Debates about the meaning of meaning cut across the analytic/continental divide. According to externalist accounts (e.g. Kripke-Putnam's) people believe, or even know, that beeches are different from elms even if they never saw either in their life, and wouldn't know them from an oak if they saw them. This is because people outsource their meaning to experts when it comes to actual identification, Putnam's twin Earth was devised to illustrate the point. Bottom line: meaning is social.
This strikes me as similar to differences between various Christian or Muslim denominations on the finer points of divinity. Think of illiterate Christian peasants after the great schism, most them were unlikely to understand, or care about, the origin of the holy spirit that the Catholic and the Orthodox churches cursed each other over. I am not sure how much relevantly changed since then. The fine points are outsourced to the experts, i.e. clergy. But personal beliefs are no elms and beeches, or water=H20.
Here are my questions. Externalist "deconstruction" of meaning seems to reduce statements of religious belief to little more than declarations of social or cultural identity. This may be just as well with the externalists, or postmodern sociologists, but more seems to be at stake for believers. How much understanding distinguishes a personal belief from a cultural "me too"? How many of self-identified Christians or Muslims are meaningfully such? I am curious if religious philosophers developed their own accounts of meaning and belief, specifically religious belief, in the light of these debates, and how they address the issues raised by externalism about meaning.

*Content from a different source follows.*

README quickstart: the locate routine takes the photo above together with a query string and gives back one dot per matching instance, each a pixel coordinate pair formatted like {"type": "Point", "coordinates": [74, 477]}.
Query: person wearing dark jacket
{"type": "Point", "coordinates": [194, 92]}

The task seems non-trivial to me because if there is one thing that externalists succeeded at it is showing that the classical internalist account is completely unworkable (see e.g. Wittgenstein on impossibility of private language, Quine, Kripke and Putnam on incompatibility of internal meaning with how languages are learned, etc.). And unlike empirical matters, where one can at least imagine reducing complex meanings to pointing, such reduction can't work for religion. Things get even worse for broader identifications, like "Christian" or "religious", which seem to be loose collections linked by Wittgensteinian family resemblance rather than Aristotelian "kinds" with identifiable "essence".